High-Dimensional Statistical Learning;
Large Scale Statistical Computation;
Nonparmetric and Semiparametric Modeling;
Time Series and Quantitative Finance;
Survival Analysis and Public Health;
Artificial Intelligence.
I love to learn about interesting problems from various disciplines! I am particularly fascinated by effective strategies, fast algorithms and the beautiful theories, that are inspired by and can inform practical applications.
My research in high dimensional field contributes to a deeper understanding of the effect of high dimensionality on statistical inference.
In the joint work with J. Fan and N. Hao variance estimation using refitted cross-validation in ultra-high dimensional regression (J. Royal. Statist. Soc. Ser. B., 2012), we addressed challenges of high dimensionality on variance estimation and proposed a new approach to estimate the variance in ultrahigh dimensional linear models. It turns out that some unimportant variables are often selected and have high empirical correlations with the noises, although assuming that they are independent. This phenomenon is inherent in ultrahigh dimensional problems and called spurious correlation. Based on this finding, we illustrated that the naive two-stage approach performs bad even in the simplest case. Moreover, we show that the bias can be at the order of $\hat{s} \log{p}/n$, where $\hat{s}$ is the selected model size and $p$ is the number of predictors. Clearly, the bias of the naive two-stage estimator is often non-negligible and becomes larger when $\hat{s}$ and $p$ increase. We also illustrated that the plug-in estimator based on Lasso procedure has a large bias at the order of $\hat{s} \log{p}/n$.
We proposed a refitted cross-validation (RCV) technique for variance estimation. The RCV approach is fundamentally different from the traditional two-stage approach and the classical cross-validation. In our new approach, the model selection and refitted stage are done in two different group of data. This is key to reducing modeling biases due to spurious correlation. Moreover, we prove that the proposed estimator $\hat{\sigma}^2_{RCV}$ is unbiased as long as all important variables are selected in the first stage and asymptotically normal under regularity conditions. This reveals that the RCV estimator $\hat{\sigma}^2_{RCV}$ of variance has an oracle property.
In the joint work with J. Box and W. Zhang a dynamic structure for high dimensional covariance matrices and its application in portfolio allocation (J. Amer. Statist. Assoc., 2016), we considered the problem of high dimensional covariance matrices and introduced a dynamic structure for covariance matrices which depends on some low dimensional predictors. This dynamic structure is motivated by portfolio allocation in finance. We show that our proposed dynamic approach outperforms portfolio allocation based on other competitive approaches, such as the factor model and the linear or nonlinear shrinkage estimator.
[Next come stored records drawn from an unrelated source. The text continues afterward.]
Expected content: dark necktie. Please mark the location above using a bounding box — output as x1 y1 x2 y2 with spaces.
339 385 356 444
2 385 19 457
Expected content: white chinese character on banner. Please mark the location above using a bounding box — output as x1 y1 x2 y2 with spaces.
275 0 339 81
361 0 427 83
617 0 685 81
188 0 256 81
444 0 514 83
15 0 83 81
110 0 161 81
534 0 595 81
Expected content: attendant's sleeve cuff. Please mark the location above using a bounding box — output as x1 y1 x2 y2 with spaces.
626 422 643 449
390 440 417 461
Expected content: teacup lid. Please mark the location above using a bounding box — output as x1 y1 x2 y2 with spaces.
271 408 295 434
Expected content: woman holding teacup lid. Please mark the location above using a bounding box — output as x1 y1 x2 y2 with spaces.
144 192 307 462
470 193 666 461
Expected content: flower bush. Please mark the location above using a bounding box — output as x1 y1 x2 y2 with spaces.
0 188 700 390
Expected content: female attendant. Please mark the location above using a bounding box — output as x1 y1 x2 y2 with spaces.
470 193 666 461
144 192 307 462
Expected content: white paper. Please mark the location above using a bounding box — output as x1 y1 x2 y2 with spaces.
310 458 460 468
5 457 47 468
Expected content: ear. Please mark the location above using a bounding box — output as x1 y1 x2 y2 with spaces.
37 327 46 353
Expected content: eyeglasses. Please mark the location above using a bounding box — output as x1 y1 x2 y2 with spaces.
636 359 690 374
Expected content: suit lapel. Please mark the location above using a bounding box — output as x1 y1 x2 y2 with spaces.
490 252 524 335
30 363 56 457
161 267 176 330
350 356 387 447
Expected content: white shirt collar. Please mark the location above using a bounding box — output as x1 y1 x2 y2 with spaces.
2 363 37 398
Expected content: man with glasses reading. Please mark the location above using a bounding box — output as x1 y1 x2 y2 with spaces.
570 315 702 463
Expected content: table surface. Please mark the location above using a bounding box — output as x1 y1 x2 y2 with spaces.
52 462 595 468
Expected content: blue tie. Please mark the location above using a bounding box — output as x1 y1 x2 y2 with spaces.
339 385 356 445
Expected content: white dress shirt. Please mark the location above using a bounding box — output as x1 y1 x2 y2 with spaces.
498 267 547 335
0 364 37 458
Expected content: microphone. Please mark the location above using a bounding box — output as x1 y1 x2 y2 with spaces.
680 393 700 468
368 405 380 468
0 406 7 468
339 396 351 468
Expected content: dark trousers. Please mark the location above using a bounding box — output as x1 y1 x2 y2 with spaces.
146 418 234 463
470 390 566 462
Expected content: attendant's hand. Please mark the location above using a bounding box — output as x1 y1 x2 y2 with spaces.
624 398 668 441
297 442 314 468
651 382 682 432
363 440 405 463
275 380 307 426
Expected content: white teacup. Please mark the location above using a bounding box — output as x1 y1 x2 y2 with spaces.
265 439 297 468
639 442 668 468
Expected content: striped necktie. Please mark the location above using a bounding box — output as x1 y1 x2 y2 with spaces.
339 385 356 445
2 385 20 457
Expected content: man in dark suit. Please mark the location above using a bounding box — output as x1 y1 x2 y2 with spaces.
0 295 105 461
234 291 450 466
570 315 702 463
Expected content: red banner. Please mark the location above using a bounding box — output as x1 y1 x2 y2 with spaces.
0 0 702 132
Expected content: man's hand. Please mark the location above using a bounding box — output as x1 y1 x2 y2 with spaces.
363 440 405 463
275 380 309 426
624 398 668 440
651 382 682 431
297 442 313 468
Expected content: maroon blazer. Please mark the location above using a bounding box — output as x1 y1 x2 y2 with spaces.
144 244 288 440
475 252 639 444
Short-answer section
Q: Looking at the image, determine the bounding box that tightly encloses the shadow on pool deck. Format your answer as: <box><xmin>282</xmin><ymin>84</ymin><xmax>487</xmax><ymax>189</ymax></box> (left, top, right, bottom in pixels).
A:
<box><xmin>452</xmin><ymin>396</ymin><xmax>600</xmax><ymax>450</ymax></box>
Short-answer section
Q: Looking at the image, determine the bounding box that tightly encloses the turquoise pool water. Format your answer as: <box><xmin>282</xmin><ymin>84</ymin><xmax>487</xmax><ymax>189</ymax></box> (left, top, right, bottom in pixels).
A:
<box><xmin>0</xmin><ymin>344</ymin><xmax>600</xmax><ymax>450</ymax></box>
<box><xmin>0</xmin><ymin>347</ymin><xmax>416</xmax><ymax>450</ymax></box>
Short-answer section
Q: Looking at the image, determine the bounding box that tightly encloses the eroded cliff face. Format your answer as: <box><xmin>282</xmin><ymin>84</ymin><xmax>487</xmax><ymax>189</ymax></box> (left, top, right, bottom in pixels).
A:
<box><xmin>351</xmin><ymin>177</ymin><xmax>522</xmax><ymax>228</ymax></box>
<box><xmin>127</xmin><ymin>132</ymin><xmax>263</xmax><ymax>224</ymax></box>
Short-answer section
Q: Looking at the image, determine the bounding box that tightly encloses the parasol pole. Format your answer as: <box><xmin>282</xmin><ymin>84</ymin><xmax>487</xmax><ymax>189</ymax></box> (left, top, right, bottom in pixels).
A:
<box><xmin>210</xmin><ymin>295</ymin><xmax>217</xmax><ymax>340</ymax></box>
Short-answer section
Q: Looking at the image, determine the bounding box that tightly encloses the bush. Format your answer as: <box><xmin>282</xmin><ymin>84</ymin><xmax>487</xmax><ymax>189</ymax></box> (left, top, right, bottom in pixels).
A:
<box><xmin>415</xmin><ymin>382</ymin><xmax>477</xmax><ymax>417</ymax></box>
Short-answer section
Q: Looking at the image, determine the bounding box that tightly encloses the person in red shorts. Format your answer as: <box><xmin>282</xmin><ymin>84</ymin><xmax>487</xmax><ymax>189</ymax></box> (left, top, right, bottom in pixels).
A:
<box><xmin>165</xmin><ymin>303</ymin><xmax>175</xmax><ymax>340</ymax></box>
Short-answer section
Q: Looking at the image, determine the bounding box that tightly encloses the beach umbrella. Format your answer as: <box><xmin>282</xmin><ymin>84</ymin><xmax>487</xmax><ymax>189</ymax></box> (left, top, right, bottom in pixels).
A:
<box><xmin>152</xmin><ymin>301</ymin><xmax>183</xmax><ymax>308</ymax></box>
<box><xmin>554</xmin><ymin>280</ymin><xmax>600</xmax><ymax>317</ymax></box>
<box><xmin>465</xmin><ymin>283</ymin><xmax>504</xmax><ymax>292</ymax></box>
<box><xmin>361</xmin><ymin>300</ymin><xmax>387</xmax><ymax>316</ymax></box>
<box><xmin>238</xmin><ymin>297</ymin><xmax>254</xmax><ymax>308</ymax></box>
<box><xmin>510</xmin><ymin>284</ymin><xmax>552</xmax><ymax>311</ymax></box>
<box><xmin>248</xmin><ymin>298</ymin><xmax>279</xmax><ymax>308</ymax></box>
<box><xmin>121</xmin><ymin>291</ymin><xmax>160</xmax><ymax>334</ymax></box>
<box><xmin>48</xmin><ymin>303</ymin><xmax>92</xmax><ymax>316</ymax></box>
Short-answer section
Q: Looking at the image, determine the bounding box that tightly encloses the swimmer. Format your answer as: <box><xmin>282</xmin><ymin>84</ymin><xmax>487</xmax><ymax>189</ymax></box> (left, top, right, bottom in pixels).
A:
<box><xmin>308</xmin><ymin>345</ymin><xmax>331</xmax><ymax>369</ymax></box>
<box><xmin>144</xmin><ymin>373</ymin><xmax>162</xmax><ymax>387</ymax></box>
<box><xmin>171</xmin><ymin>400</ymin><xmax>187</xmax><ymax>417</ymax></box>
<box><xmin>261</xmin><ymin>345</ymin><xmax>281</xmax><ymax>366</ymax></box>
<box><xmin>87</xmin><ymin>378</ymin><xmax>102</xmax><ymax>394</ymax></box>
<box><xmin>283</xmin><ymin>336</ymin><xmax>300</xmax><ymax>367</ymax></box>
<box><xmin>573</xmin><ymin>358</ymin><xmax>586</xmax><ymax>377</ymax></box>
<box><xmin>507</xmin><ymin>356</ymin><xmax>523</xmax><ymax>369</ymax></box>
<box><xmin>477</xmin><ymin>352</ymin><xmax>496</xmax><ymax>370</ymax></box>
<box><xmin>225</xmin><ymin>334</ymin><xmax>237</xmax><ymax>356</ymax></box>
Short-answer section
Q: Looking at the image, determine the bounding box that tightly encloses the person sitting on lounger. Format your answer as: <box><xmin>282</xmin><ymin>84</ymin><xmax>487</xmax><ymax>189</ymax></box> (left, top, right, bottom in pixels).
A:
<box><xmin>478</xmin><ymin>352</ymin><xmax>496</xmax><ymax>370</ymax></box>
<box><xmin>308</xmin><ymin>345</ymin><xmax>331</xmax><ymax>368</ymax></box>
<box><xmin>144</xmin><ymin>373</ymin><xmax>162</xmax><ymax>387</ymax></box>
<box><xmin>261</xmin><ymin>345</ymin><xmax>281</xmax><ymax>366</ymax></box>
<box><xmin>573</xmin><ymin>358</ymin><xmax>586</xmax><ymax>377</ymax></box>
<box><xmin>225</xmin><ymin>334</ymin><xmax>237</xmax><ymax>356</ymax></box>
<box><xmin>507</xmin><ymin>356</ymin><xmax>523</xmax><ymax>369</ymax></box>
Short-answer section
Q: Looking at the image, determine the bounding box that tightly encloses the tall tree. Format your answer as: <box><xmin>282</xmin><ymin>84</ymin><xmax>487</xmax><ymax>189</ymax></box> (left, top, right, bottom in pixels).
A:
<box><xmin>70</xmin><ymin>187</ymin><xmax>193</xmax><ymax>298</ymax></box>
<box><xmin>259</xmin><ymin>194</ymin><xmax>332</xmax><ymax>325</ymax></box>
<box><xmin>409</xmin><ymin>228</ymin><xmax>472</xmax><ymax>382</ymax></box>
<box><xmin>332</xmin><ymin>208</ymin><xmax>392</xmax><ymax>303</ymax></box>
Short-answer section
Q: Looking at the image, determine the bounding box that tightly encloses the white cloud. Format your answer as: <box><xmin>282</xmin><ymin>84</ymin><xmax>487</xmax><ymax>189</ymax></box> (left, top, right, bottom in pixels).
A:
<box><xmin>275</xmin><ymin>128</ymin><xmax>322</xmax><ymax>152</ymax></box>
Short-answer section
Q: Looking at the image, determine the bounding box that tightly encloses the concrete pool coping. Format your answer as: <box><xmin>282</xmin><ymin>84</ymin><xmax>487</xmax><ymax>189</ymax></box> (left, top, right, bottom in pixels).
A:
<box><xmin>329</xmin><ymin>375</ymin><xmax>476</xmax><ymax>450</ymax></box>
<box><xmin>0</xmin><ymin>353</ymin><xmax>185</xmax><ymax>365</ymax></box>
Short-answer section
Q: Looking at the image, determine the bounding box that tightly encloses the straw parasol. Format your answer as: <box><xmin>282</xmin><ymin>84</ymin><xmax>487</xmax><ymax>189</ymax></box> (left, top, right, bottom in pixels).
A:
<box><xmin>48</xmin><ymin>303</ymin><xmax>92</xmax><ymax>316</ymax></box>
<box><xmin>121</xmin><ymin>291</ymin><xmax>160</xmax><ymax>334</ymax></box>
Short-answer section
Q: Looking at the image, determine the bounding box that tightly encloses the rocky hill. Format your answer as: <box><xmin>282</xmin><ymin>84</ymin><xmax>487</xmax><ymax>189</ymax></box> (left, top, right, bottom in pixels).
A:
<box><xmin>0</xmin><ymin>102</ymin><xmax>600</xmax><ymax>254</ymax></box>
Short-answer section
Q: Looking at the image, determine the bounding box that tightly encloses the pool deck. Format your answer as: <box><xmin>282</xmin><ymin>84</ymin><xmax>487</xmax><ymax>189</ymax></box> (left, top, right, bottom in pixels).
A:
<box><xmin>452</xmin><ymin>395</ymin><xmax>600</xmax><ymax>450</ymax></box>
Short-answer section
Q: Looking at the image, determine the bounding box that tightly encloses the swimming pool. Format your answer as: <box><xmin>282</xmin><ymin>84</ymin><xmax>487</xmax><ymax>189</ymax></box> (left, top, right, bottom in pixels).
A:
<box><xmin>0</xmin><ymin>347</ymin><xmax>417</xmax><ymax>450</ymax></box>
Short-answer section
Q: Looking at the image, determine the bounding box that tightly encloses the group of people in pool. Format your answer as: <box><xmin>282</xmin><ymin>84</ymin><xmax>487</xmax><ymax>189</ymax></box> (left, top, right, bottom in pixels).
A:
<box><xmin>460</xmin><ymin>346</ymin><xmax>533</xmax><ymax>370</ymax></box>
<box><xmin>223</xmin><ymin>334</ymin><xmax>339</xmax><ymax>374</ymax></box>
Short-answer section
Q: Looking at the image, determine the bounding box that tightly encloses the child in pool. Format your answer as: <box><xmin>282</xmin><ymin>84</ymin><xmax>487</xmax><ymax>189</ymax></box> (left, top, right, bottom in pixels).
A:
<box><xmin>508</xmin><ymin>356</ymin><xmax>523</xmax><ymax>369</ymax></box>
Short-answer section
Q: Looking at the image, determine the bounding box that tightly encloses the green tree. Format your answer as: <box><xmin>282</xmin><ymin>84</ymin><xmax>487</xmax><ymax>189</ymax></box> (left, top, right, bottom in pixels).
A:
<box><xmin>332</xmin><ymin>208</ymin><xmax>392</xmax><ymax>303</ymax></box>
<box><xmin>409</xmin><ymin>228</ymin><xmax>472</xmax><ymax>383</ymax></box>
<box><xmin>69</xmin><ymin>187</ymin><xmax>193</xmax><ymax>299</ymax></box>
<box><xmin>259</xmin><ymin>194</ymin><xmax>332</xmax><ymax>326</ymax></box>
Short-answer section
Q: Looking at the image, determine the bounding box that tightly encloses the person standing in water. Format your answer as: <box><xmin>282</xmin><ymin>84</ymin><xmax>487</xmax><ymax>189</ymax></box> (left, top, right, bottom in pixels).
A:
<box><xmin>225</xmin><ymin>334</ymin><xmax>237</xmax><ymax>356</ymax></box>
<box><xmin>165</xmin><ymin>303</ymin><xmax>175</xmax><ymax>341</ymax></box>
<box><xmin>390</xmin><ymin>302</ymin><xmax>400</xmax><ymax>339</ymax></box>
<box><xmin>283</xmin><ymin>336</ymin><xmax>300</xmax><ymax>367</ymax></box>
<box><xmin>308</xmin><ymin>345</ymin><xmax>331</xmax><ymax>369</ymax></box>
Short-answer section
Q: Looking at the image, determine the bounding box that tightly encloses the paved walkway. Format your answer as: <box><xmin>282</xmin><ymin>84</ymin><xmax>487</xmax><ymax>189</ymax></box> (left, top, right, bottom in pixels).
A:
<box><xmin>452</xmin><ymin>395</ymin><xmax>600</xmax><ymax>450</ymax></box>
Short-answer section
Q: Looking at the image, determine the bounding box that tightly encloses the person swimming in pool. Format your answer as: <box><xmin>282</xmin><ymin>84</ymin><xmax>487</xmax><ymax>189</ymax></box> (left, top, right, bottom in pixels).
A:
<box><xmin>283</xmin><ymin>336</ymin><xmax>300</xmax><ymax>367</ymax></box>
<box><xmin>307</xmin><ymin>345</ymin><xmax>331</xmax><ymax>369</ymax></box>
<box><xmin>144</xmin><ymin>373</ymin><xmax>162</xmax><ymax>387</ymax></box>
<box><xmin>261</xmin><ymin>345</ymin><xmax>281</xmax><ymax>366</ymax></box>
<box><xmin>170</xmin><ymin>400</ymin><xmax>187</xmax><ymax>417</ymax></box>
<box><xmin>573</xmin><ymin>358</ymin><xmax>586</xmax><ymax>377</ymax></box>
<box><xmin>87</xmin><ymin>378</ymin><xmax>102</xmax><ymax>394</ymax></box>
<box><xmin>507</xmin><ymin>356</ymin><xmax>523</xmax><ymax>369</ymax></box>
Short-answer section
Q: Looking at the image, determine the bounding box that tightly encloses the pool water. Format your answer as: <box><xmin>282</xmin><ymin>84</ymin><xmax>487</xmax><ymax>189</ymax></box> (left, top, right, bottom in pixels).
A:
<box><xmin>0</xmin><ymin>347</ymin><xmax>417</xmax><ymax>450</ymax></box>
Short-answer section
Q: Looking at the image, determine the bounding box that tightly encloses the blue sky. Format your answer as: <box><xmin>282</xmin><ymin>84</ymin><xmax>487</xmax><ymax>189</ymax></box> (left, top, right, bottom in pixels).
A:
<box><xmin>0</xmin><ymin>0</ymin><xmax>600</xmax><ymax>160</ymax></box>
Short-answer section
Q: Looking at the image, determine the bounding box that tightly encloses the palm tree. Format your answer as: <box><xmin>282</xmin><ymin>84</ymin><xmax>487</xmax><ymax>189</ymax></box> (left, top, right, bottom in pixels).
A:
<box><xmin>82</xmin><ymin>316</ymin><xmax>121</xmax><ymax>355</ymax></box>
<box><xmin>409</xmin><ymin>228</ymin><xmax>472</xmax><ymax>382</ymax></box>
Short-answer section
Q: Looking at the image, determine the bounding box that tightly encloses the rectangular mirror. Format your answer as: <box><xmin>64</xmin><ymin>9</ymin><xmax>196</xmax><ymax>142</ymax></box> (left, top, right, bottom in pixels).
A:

In survival analysis, I aim to develop tools and methodologies to improve estimation efficiency in semiparametric modeling for survival data and shed insights on the optimality theory as well as practitioners in the areas of health care.
In the joint work with K. Chen, L. Sun and J.L. Wang global partial likelihood for nonparametric proportional hazards model' (J. Amer. Statist. Assoc., 2010), we dealt with the problem of how to efficiently estimate $\psi(x)$ in nonparametric proportional hazards models. Through the decomposition of true partial likelihood, we observe that the efficiency for estimating $\psi(x)$ depends on how to utilize the information which involves all subjects who are at risks rather than the subjects with the covariate around the neighborhood of the point $x$. From this point of view, the situation of hazards-based model is quite different from ordinary nonparametric regression, where local smoothing often yields optimal procedures for nonparametric functions under regularity conditions. On the basis of this fact, we propose a global version of partial likelihood, called global partial likelihood.
The global partial likelihood estimator shares several good properties. First, unlike the local partial likelihood estimator, it estimates $\psi(x)$ directly. Second, its asymptotic properties such as consistency and asymptotic normality are derived. Third, also most importantly, it is efficient, while the local partial likelihood estimator is not. Moreover, as shown in the article, the proposed methodology can be readily extended to the partially linear proportional hazards model.
In addition, I and my co-author gave a selective overview for semiparametric models in survival analysis. This is the joint work with D. Zeng an overview for semiparametric models in survival analysis' (J. Statist. Plan. Infer., 2014). In this project, we discussed several survival models, including the proportional hazards models, proportional odds models, transformation models, from univariate to multivariate survival data.